Saturday, February 04, 2006

Madrid backs Gas Natural takeover

The Spanish government has given approval to Gas Natural's 22.4bn euro ($27bn; £15bn) hostile takeover of fellow Spanish energy company Endesa.

Gas Natural's approach for electricity firm Endesa had already been approved by Spain's energy industry watchdog.

Combined, they create the world's third biggest energy firm.

Endesa has strongly opposed the deal, but Spain's government has a policy of promoting industry consolidation to create "national champions".


Not only does it not damage competition, it fosters it
Deputy Prime Minister Maria Teresa Fernandez de la Vega

Madrid hopes that such larger firms will be better able to compete on the global stage.

Outside of Spain both companies have large operations in Latin America.

'National interest'

"The success of the transaction will produce increased competition and, as a result, an increase in the quality of the service and a reduction in prices," said Spain's Deputy Prime Minister Maria Teresa Fernandez de la Vega.

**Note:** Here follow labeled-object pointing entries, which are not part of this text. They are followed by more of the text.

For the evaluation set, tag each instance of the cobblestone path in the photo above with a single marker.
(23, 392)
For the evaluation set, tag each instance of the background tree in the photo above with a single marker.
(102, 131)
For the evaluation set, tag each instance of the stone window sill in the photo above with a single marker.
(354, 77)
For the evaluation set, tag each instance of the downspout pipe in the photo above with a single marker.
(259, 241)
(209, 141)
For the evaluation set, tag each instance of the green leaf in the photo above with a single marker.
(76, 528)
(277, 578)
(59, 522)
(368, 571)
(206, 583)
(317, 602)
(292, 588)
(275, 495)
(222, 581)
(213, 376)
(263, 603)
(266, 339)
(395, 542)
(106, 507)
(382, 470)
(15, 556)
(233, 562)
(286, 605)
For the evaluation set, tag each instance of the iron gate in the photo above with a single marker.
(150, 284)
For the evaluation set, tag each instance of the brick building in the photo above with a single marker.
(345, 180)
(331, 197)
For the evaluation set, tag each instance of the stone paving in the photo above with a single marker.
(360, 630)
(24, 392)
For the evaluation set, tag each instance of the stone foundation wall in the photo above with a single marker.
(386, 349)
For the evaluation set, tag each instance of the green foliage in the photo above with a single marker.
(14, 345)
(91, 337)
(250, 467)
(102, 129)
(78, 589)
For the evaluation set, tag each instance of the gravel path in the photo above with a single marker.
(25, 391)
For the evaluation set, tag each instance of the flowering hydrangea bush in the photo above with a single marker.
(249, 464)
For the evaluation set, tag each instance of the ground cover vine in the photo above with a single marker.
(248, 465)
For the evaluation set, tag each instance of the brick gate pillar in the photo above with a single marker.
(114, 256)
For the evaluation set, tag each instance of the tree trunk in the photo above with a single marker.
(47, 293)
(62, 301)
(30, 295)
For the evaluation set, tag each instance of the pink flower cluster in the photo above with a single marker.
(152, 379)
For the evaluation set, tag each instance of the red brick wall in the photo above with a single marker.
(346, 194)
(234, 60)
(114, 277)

"The deal is in Spain's interest because the company that will be formed by the merger will be one of Europe's biggest companies.

"Not only does it not damage competition, it fosters it."

However, the approval is subject to conditions, and the combined group will have to shed 4,300 megawatts of electricity generating capacity.

Gas Natural will also have to sell all but 1% of its 15% stake in gas distributor Enagas.

Endesa shareholders will now discuss the Gas Natural offer at their annual general meeting on 24 February.

They will vote on the deal at an extraordinary general meeting at a later date.